Friday, 14 December 2018

Peace On Earth 1918 - An Archive Advent Calendar #14

Although the armistice had been signed and hostilities were officially over, Orcadians would experience an even closer proximity to their former enemies at the end of 1918.

The terms of the Armistice demanded that 74 German battleships be interned in a neutral port. After failing to find a neutral country interested in this job, the allies settled for Scapa Flow. In late November, the British Grand Fleet left the Flow and gradually, the 74 German ships were led in to be interned until their scuttling in June 1919.

After the ships had arrived, many of their crew members were repatriated to Germany yet, by the end of the year, 5000 men still remained. The German ships, unlike their British counterparts, were not designed to be lived on for extended periods. The living quarters were grim, food very poor and mail and German newspapers arrived late and heavily censored. The crews were miserable.
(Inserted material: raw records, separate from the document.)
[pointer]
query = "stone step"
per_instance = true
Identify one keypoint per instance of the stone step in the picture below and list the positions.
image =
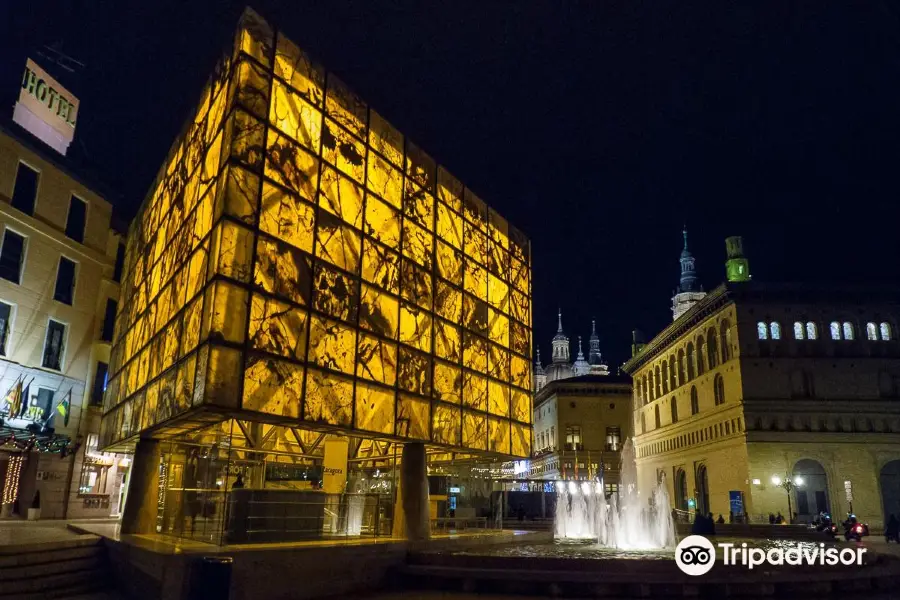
(56, 584)
(50, 555)
(79, 541)
(10, 575)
In December 1918, The Daily Mail carried a large feature on the fleet which described 'ragged, dirty crews fishing from the side and through portholes... the main impression from the collection of German soldiers who fished was, first, their variegated, ragged and dirty clothing and, secondly, their extremely youthful appearance.'

The crew had begun to ignore their superiors and were amazed to see their British equivalents still parading on board their ships, One remarked in his diary 'We did not do that in time of peace,'
SMS Frederick Der Grosse - first ship to be scuttled in June 1919. Raised in 1937 and broken up for scrap on site.

SMS Dresden - one of the successfully scuttled ships, she remains unsalvaged.

SMS Kaiser - scuttled and raised between 1929 - 1937 to be broken up at Rosyth.

SMS Karlsruhe - scuttled and still remains on her starboard side in the water. Postcards from this ship were rescued in 2003, underwent conservation and are now in the Orkney Archive collection.